I dreamed about a body of research that was established by the federal government called The Last Woman Experiments. They were studies conducted on women today to determine how the last woman on Earth could survive, repair the broken world, and repopulate the planet with flora, fauna, and human beings. Each experiment was designed to take the subject to the point of death. She would be pushed until she died so The Last Woman could theoretically, someday, live.
This was all a smokescreen for misogyny, for eradication of the majority of female and female-bodied people from this planet, and for giving the elite a blueprint for surviving the unthinkable: the apocalypse they are hastening because they think they can beat it and live rich, white, and large on a depopulated planet. They think it’s like a game of Legos where you build something, break it to pieces, and build it again.
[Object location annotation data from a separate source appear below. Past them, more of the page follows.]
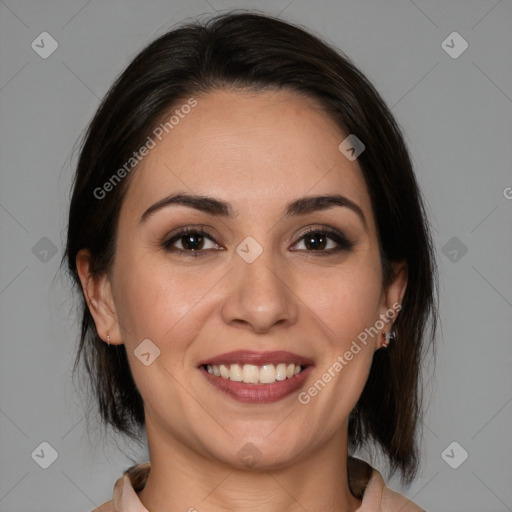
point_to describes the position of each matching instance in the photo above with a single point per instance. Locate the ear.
(98, 294)
(392, 298)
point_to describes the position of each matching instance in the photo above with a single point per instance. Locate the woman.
(257, 274)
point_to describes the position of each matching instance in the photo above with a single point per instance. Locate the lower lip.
(258, 393)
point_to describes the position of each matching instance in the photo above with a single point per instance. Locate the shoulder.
(106, 507)
(384, 499)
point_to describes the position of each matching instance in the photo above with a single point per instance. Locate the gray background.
(456, 113)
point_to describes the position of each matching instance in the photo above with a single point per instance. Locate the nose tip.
(258, 298)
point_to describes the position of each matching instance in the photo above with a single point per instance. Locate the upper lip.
(257, 358)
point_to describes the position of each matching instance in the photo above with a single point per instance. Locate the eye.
(325, 240)
(191, 241)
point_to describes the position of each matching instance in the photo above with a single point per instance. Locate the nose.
(259, 296)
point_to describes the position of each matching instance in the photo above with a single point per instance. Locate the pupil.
(193, 242)
(316, 241)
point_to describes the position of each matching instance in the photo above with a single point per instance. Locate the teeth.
(252, 374)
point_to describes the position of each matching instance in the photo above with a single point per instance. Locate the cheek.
(346, 299)
(156, 300)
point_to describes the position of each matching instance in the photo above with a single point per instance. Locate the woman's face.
(254, 285)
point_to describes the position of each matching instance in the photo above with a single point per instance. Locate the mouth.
(257, 377)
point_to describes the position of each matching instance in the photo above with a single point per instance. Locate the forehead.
(250, 149)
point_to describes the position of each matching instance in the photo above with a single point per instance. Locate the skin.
(257, 151)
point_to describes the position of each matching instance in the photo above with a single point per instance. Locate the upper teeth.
(253, 374)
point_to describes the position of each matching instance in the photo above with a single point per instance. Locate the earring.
(386, 338)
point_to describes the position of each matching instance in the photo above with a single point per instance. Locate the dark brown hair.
(256, 52)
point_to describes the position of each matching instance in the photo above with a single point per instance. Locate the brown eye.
(324, 241)
(190, 241)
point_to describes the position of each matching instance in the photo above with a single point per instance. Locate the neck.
(181, 479)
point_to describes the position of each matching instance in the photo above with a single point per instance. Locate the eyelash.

But they know they need women in that new world, and they’re strapping the women who survive with the responsibility of growing food, creating life, cleaning up the global messes they’ve made, and starting the human population over from numbers too small to recover from.
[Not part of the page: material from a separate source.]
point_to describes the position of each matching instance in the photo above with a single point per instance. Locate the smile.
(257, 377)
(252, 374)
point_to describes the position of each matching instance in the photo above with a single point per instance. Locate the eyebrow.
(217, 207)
Who do they want The Last Woman to be? The Last Women? How many women would they sacrifice to get to the perfect model, the AI-enhanced Bionic Woman of our times, of the future, the one they need to do the work they can’t do, could never do, because they must keep four things alive in her that they don’t have, but in a controlled way: creativity, empathy, hope, and love.
I was in one of the experiments. I escaped and survived. Several women and female-bodied poets I know in real life came alongside me and supported me in telling my story and warning others. We did Zoom calls with women around the world. We got no support. The women in the calls said they needed us to be experimented on so they could survive. Stated another way, we needed to die so they wouldn’t. They told us this from their kitchens as they baked bread, from their nurseries as they rocked their children. They told us in all languages and all accents and from every country. We knew then that it was too late. Fascism had won. It had spread like a thin layer of paint all over the globe and seeped into everyone’s bodies, minds, and hearts.
They were scared, these women. They wanted to live—but at our expense. They didn’t realize they’d be in the next round of The Last Woman Experiments, that they weren’t what the powers that be wanted to survive any more than we were. So they gardened and wore the right clothes and obeyed their husbands even if they really wanted wives and prayed every day for God to make them better, to make them what they needed to be: something that could go on.
Here were some of the experiments. I don’t remember all of them.
Experiment 1: Be sexually assaulted and don’t tell anyone that it happened.
Experiment 2: Grow a child in your blown-out uterus.
Experiment 3: Repair your body when all you have to drink is heavy metal-laden water.
Experiment 4: Learn to love being tied down for days, weeks.
Experiment 5: Survive radioactive fallout without it affecting your beauty.